トンネルへの道を半分くらい行ったところで二機の神奈川県の戦闘マシンは、突然、前に急発進し、女学生二人を横切り一瞬だけ、大きな風を残しながら後ろへ飛んでいった。
女学生二人「きゃあ!」
そして、激しい交戦の末、トンネルの入口にたどり着いた頃、振り返った二人の前はたくさんの千葉の戦闘マシンに囲まれいて、戦闘力の無くなった神奈川県の戦闘マシンの二機だった。
千葉県の戦闘マシンの一機の大きなノコギリの歯が一刀のもと二機を斬り裂いて中から飛んできた二台のスマホは彼女たちのスマホケース桜アザラシとピンク砂漠のシズク君の柄が付いていた。
女学生B「あぁ、やっぱり…。」
クルクル回って画面を上にして倒れたその画面には『短い間だったけど、大切に使ってくれて、ありがとう。』と書いてあったのが読めた。
突然、女学生A走り出し、スマホに飛びつこうとした。女学生Bは止めようとしたものの振り切られてしまった。
女学生B「ちょっと待って、アブナイよ!」
千葉の戦闘マシンは二台のスマホを容赦なく強く踏みつけ破片を撒き散らした。女学生Aはそれを見て泣き崩れた。
女学生B「痛っ!」
壁に当たって跳ね返った破片が女学生Bの腕にあたり、シャツの腕には少し血が滲んでいた。
女学生B「チョット、今何か飛んできたよ!」
千葉の戦闘マシンたちの中から、隊長機らしい軽装備の一機が出てきて、
隊長機「負傷者登録をします!IDとパスワードを!」
女学生B「ID:✕✕✕✕✕✕✕
PASS:✕✕✕✕✕✕✕。」
隊長機「登録が完了しました!ここは戦闘区域です!至急避難してください!」
女学生B「戦闘が止んだら帰ろう…。」
二人は泣きながらトンネルの中へ歩いていった。
女学生B「アタシがケガで良かったわ!あなたがケガしたのなら交通事故の飛び出しと同じよ!覚えておいてね!」
二人はようやく少し落ち着いたのか、涙いっぱいの目で微笑みあった。
トンネルの中では多くの神奈川県民が避難しており、一部スマホを持っているものが、ニュース速報を流していた。
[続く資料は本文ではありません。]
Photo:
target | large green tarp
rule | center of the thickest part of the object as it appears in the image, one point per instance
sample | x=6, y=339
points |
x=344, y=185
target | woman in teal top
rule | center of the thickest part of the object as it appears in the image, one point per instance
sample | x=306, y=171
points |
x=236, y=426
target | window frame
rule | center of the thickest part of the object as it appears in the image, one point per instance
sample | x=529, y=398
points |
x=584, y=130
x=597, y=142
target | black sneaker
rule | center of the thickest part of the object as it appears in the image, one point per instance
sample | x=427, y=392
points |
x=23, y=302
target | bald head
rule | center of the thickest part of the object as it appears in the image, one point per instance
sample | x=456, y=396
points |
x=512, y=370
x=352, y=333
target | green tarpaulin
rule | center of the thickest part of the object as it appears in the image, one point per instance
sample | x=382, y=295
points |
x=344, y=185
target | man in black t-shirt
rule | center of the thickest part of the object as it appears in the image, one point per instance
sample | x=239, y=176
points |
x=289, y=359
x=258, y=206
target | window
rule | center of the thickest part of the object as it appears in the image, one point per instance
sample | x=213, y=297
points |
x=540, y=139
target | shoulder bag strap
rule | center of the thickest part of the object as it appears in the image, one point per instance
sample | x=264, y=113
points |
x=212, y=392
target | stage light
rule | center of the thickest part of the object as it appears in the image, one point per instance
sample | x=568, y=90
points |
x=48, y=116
青年C「相模川分断条約だって!ふざけんなよ!オレらの仕事はそんなことされたら大迷惑だ!」
速報によると千葉県と静岡県のAI局が相模川分断条約を結び、先に力が弱まった神奈川県に攻めてきた模様であった。
女学生A「相模川分断ならば東京都軍がココまで侵攻できなければ、アタシたち分断されなくて済むね…。」
女学生B「そうね…。神奈川県がきっと疲弊してるんじゃ…。だから、先に千葉と静岡が…。」
青年D「今、見てきたけど…外が静かです!そろそろ、帰宅できると思います。」
オジサンA「フー…。帰るか…。」
女学生B「あっ、いたんだ…。」二人はクスクス笑った。
そんな所にとどまらなきゃいい…なんて思いませんか?
実は逃げても逃げても逃げ切れないこともありますよ…。